Mit Bier hatten es die Glasbläser allerdings nicht so: „Die tranken fast alle nur Schnaps – aus Wassergläsern. Die haben sich sogar eigene Flaschen geblasen, da passte dann mehr rein, wenn sie den Fusel auch noch mit nach Hause nehmen wollten“, berichtet Gundel Seibel. Man kann sich ungefähr ausmalen, dass in der Gerresheimer Nachtigall bisweilen bis tief in die Nacht ziemlich die Post abging.
Bezahlt wurde meist nur einmal in der Woche, wenn die Lohntüte voll war, dann kramte Haumann die Bierdeckel hervor, die er in einem Kasten gesammelt hatte. Als ein vermeintlich gewiefter Gast diesen Kasten einmal in der Hoffnung, ungestraft die Zeche prellen zu können, in den Ofen der Gaststätte warf, hatte er die Rechnung ohne den Wirt gemacht. „Mein Opa hatte eine doppelte Buchführung“, erzählt die Enkelin
Es gab in der Nachtigall auch ein Tabakwarengeschäft, ein Durchgang führte in den Laden nebenan, Schwester Frieda Haumann führte hier das Geschäft. Und auch ein Raucherclub hatte sich etabliert, „das war aber wohl nicht mehr als ein Stammtisch, eine Ausrede für zu Hause, einen saufen zu gehen“, ist sich Kari-Ann Haumann ziemlich sicher. Und es gab oben einen Saal, der inzwischen längst zu Apartments umgebaut wurde, in dem früher aber von der Tanzveranstaltung bis zur Karnevalsparty halb Gerresheim zu Gast war. „Und in den 60er-Jahren kam das Kino“, berichtet Seibel. „Schluppenkino“nannte man es, weil die Besucher sich nicht die Mühe machten, sich fein herauszuputzen, in Pantoffeln kamen – zu Hause gab es ja noch kein Fernsehen. Nebenan war die Badeanstalt, geschwommen wurde dort aber nicht. „Da gab‘s nur Wannenbäder, denn ein Badezimmer oder gar eine Badewanne suchte man in den Arbeiterwohnungen natürlich auch vergebens“, erzählt Seibel.
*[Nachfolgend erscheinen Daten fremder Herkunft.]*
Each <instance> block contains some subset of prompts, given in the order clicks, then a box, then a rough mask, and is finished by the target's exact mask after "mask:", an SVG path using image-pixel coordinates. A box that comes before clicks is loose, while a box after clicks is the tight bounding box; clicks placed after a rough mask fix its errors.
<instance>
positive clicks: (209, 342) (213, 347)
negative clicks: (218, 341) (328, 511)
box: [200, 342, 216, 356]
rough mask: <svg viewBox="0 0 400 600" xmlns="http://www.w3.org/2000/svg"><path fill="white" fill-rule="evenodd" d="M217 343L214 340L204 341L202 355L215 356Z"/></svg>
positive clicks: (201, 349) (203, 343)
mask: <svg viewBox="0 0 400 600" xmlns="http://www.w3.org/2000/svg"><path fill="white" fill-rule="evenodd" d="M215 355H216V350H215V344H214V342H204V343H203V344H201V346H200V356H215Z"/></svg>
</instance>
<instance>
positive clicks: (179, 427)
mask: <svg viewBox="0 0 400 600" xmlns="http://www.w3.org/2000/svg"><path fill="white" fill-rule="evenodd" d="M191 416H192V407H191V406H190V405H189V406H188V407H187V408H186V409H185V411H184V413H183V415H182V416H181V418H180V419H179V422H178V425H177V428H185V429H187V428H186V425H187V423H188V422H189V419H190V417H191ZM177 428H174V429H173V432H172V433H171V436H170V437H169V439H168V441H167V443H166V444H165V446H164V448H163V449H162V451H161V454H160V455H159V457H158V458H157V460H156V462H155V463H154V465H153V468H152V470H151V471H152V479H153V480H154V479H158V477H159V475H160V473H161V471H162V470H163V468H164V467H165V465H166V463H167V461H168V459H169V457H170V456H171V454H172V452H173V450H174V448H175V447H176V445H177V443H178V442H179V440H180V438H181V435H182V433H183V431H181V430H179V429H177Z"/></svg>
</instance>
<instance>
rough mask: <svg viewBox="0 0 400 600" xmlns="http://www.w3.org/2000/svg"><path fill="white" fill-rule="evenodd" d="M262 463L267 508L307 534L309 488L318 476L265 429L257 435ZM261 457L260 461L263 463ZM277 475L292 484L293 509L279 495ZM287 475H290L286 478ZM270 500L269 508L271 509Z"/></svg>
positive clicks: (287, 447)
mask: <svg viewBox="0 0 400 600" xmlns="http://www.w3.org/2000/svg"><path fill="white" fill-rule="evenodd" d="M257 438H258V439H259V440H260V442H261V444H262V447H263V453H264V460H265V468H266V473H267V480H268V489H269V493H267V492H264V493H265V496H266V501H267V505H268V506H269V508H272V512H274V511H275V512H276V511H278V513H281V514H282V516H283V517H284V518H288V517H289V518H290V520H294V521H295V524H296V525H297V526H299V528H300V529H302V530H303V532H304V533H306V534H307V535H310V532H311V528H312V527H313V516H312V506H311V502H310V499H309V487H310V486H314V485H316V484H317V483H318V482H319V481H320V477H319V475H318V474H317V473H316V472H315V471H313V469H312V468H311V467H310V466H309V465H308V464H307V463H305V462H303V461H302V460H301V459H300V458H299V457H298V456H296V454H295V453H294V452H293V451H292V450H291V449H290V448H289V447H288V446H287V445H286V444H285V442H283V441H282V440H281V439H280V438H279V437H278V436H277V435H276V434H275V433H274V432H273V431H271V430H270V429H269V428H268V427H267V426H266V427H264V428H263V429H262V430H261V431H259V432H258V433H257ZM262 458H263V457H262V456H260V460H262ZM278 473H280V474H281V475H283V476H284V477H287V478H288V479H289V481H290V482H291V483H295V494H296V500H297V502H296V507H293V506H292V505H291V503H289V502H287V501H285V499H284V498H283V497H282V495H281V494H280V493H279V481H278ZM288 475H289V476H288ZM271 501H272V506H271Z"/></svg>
Ab den 60er-Jahren war die Gaststätte nur noch in italienischer Hand, nicht umsonst bezeichnet man Gerresheim ja gerne als Little Italy. Seit fünf Jahren heißt sie La Ruota – immer noch mit dem Zusatz „in der Nachtigall“. Der Pächter Franco Vecchio hat noch ein altes Gemälde mit Glasbläser-Motiv im Restaurant hängen, als Reminiszenz an die gute alte Zeit. Das Gebäude befindet sich nun im Besitz von Brigitte Haumann, Christof Seibel (dem Sohn von Gundel Seibel) und Annegret Klens (geborene Haumann). „Wir machen das Haus jetzt hübsch für die fünfte Generation“, sagt Gundel Seibel. Denn es zu verkaufen, daran hat die Familie bis heute keinen Gedanken verschwendet.